Jonathan K. Wynn1,2,3, Junghee Lee2,3, William P. Horan2,3 and Michael F. Green2,3
2 Department of Psychiatry and Biobehavioral Sciences, University of California, Los Angeles, CA, USA
3 VA Greater Los Angeles Healthcare System, Los Angeles, CA, USA

1 To whom correspondence should be addressed; VA Greater Los Angeles Healthcare System, MIRECC, Building 210, Los Angeles, CA 90073; tel: (310) 478-3711 ext. 44957, fax: (310) 268-4056, e-mail: jkwynn{at}ucla.edu.

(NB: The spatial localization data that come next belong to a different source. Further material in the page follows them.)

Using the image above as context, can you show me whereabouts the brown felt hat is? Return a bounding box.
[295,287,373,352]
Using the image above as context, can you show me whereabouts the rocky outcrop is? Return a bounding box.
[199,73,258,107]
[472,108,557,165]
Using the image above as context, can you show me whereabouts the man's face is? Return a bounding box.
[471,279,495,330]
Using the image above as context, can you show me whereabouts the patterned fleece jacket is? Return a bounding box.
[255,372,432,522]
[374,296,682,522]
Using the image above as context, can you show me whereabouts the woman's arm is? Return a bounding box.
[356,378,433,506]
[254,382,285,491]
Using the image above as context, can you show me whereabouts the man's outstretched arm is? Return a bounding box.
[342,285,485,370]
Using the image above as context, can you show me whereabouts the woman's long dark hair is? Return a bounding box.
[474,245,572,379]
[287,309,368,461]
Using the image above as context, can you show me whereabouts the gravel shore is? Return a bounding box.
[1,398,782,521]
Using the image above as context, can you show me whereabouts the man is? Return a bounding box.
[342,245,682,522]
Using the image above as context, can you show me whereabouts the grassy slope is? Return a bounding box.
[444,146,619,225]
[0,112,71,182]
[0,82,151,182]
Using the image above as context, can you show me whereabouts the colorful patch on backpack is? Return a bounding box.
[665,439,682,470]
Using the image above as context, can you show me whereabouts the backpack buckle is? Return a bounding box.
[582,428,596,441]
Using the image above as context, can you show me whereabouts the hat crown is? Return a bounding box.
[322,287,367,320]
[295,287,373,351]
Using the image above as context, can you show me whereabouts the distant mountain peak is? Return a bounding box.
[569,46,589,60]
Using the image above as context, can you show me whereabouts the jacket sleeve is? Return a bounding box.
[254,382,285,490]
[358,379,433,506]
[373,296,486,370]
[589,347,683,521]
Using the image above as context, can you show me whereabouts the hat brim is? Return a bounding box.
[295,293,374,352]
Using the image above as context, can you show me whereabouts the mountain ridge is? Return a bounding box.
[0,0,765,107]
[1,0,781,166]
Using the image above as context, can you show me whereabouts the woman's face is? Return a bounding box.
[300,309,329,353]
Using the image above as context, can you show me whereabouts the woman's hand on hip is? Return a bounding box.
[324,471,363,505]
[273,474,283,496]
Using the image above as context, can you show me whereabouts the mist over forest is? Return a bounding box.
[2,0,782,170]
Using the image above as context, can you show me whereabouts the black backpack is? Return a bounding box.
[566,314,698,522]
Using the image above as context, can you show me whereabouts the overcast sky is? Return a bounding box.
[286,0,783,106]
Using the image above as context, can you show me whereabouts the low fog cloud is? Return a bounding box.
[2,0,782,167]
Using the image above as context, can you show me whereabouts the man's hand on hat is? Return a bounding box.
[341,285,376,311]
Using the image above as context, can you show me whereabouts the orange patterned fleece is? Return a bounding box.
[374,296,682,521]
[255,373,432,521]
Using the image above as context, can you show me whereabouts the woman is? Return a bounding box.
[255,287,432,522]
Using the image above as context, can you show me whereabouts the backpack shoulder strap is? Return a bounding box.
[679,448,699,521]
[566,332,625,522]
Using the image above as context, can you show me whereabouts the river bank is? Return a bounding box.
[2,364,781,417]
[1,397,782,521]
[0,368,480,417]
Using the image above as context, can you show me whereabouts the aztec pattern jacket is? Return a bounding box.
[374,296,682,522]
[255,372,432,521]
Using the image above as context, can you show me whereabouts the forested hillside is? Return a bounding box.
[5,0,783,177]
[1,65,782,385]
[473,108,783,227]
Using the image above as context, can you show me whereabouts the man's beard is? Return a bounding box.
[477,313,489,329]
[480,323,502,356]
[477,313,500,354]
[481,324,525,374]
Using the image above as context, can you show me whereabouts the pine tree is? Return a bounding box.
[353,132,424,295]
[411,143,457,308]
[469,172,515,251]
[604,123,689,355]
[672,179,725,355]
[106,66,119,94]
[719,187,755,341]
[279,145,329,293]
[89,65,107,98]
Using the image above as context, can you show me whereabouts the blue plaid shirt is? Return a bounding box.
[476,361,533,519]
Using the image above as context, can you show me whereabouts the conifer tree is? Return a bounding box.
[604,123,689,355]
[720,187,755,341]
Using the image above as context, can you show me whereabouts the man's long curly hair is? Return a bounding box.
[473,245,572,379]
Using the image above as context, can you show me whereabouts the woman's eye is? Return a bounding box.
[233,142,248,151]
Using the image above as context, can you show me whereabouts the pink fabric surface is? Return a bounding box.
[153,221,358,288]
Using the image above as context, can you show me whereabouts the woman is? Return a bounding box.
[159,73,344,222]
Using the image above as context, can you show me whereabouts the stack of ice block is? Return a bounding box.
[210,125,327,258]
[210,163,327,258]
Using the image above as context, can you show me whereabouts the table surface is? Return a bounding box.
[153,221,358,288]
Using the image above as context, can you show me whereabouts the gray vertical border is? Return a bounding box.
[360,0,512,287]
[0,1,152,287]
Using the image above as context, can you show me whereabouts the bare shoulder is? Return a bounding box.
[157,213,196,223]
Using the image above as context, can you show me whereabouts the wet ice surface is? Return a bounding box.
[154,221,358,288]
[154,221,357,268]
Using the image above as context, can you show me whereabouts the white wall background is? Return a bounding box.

Schizophrenia patients show impairments in identifying facial affect; however, it is not known at what stage facial affect processing is impaired. We evaluated 3 event-related potentials (ERPs) to explore stages of facial affect processing in schizophrenia patients. Twenty-six schizophrenia patients and 27 normal controls participated. In separate blocks, subjects identified the gender of a face, the emotion of a face, or if a building had 1 or 2 stories. Three ERPs were examined: (1) P100 to examine basic visual processing, (2) N170 to examine facial feature encoding, and (3) N250 to examine affect decoding. Behavioral performance on each task was also measured. Results showed that schizophrenia patients’ P100 was comparable to the controls during all 3 identification tasks. Both patients and controls exhibited a comparable N170 that was largest during processing of faces and smallest during processing of buildings. For both groups, the N250 was largest during the emotion identification task and smallest for the building identification task. However, the patients produced a smaller N250 compared with the controls across the 3 tasks. The groups did not differ in behavioral performance in any of the 3 identification tasks. The pattern of intact P100 and N170 suggest that patients maintain basic visual processing and facial feature encoding abilities. The abnormal N250 suggests that schizophrenia patients are less efficient at decoding facial affect features. Our results imply that abnormalities in the later stage of feature decoding could potentially underlie emotion identification deficits in schizophrenia.